A Practical Approach to using Supervised Machine Learning Models to Classify Aviation Safety Occurrences
Bryan Y. Siow
TL;DR
This study investigates a practical supervised ML pipeline to classify aviation safety occurrences into Incident or Serious Incident, addressing inconsistencies in ICAO Annex 13 definitions. It compares five models (SVM, Logistic Regression, RFC, XGBoost, KNN) on a dataset of 475 labeled reports, with Random Forest achieving the best performance (accuracy $0.77$, F1 $0.78$, MCC $0.51$) and SMOTE offering little to no benefit. The approach is implemented as an ML web application and benchmarked against human predictions in ECAC workshop case studies, showing general alignment with expert judgments while illustrating interpretive differences.
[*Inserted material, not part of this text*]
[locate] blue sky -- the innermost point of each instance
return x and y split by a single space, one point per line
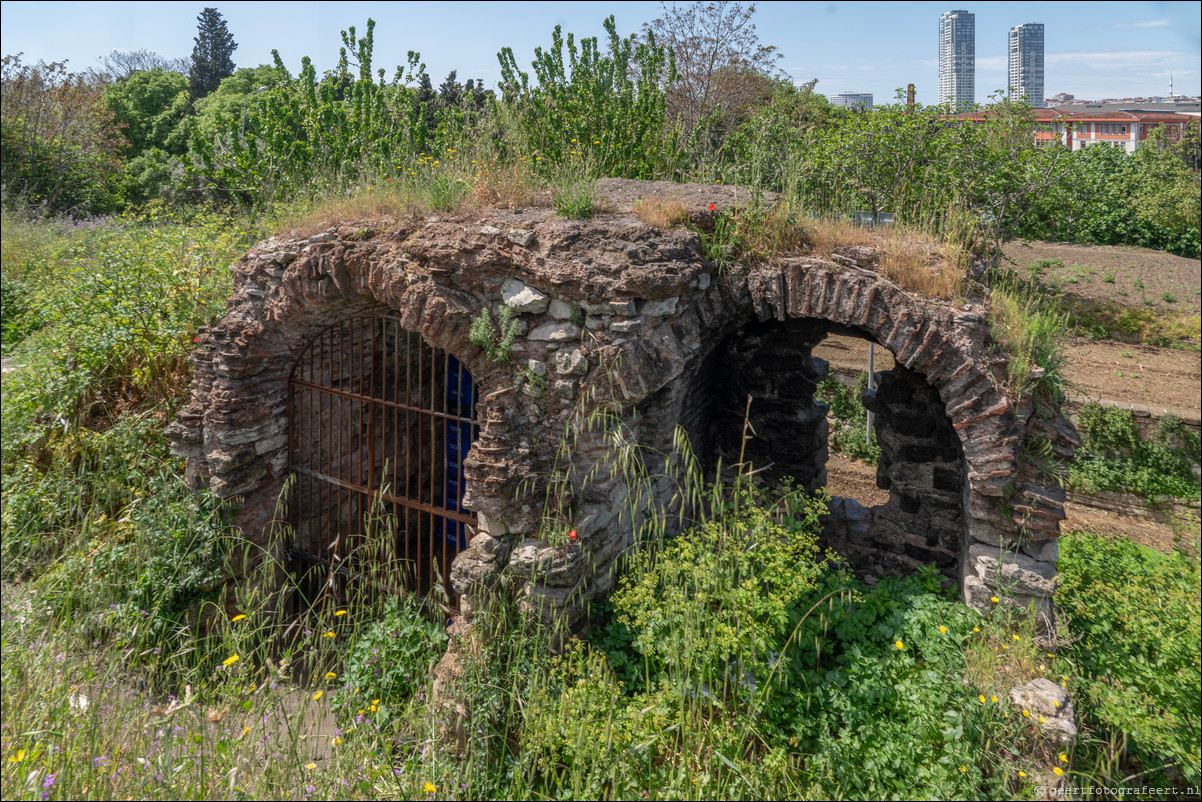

The work demonstrates a feasible, deployable tool to support aviation safety investigators and provides a foundation for further AI-enabled enhancements in safety classification.
Abstract
This paper describes a practical approach of using supervised machine learning (ML) models to assist safety investigators to classify aviation occurrences into either incident or serious incident categories. Our implementation currently deployed as a ML web application is trained on a labelled dataset derived from publicly available aviation investigation reports. A selection of five supervised learning models (Support Vector Machine, Logistic Regression, Random Forest Classifier, XGBoost and K-Nearest Neighbors) were evaluated. This paper showed the best performing ML algorithm was the Random Forest Classifier with accuracy = 0.77, F1 Score = 0.78 and MCC = 0.51 (average of 100 sample runs). The study had also explored the effect of applying Synthetic Minority Over-sampling Technique (SMOTE) to the imbalanced dataset, and the overall observation ranged from no significant effect to substantial degradation in performance for some of the models after the SMOTE adjustment.